Entre as diversas áreas em que atua, a Enel-X é fornecedora de carregadores elétricos. Por meio de parceria com as montadoras, o executivo garante que, quando o cliente compra um veículo elétrico, a empresa já instala o carregador em sua residência, antes mesmo da entrega do carro.
Apesar do baixo volume das vendas de automóveis elétricos, Scroffa garante que, só em janeiro deste ano, instalou mais carregadores do que em todo o ano passado. “O share (participação) está crescendo, então o custo do carro deve cair.”
Em parceria com a rede de estacionamentos Estapar, a Enel-X está ampliando os postos batizados de “Ecovagas”. Atualmente, são 250 vagas para elétricos, espalhadas por 23 cidades. De acordo com Scroffa, o projeto está em expansão e deve chegar a 1.500 vagas em prédios públicos, aeroportos, estádios e shoppings.
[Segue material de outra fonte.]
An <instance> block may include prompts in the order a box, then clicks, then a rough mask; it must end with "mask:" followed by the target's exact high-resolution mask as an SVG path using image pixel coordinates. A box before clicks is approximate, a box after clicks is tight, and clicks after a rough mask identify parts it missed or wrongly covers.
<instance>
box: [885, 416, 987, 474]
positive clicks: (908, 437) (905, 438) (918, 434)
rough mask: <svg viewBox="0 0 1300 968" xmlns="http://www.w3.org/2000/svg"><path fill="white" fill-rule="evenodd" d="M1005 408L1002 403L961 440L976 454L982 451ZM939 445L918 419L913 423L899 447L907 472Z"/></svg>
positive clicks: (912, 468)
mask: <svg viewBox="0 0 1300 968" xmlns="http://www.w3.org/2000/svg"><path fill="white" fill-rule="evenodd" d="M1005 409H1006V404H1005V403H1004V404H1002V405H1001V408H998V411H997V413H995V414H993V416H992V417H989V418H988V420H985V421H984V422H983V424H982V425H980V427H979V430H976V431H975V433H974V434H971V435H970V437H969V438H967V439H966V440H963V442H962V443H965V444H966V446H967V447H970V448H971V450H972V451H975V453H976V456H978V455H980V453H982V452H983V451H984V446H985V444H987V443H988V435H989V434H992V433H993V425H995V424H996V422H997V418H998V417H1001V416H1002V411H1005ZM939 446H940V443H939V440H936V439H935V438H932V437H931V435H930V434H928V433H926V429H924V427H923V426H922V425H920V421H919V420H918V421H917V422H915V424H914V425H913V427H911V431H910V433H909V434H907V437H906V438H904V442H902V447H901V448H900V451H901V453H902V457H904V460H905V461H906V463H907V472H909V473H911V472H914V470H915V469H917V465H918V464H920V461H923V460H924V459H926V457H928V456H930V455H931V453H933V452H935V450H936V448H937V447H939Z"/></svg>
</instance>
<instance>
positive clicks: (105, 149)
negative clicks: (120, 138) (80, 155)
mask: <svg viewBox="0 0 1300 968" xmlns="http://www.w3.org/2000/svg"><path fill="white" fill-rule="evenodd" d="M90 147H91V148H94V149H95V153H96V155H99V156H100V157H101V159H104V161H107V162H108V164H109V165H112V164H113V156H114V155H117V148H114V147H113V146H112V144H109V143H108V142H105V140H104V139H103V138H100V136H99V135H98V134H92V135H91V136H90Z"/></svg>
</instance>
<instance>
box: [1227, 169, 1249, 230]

Entre outras vantagens, ele cita o fato de que as vagas para veículos elétricos costumam ser “as melhores” dos estacionamentos, perto dos acessos.
Além disso, ele lista vantagens como a possibilidade de o carro poder devolver energia para a rede, além de aproveitamento da “segunda vida” da bateria, para uso residencial, por exemplo.
Segundo o executivo, ainda falta uma rede de carregamento rápido em rodovias, mas ele vislumbra a possibilidade de, no futuro, a operação poder ser feita por indução. Ou seja, enquanto o carro percorre a estrada ele vai sendo carregado automaticamente.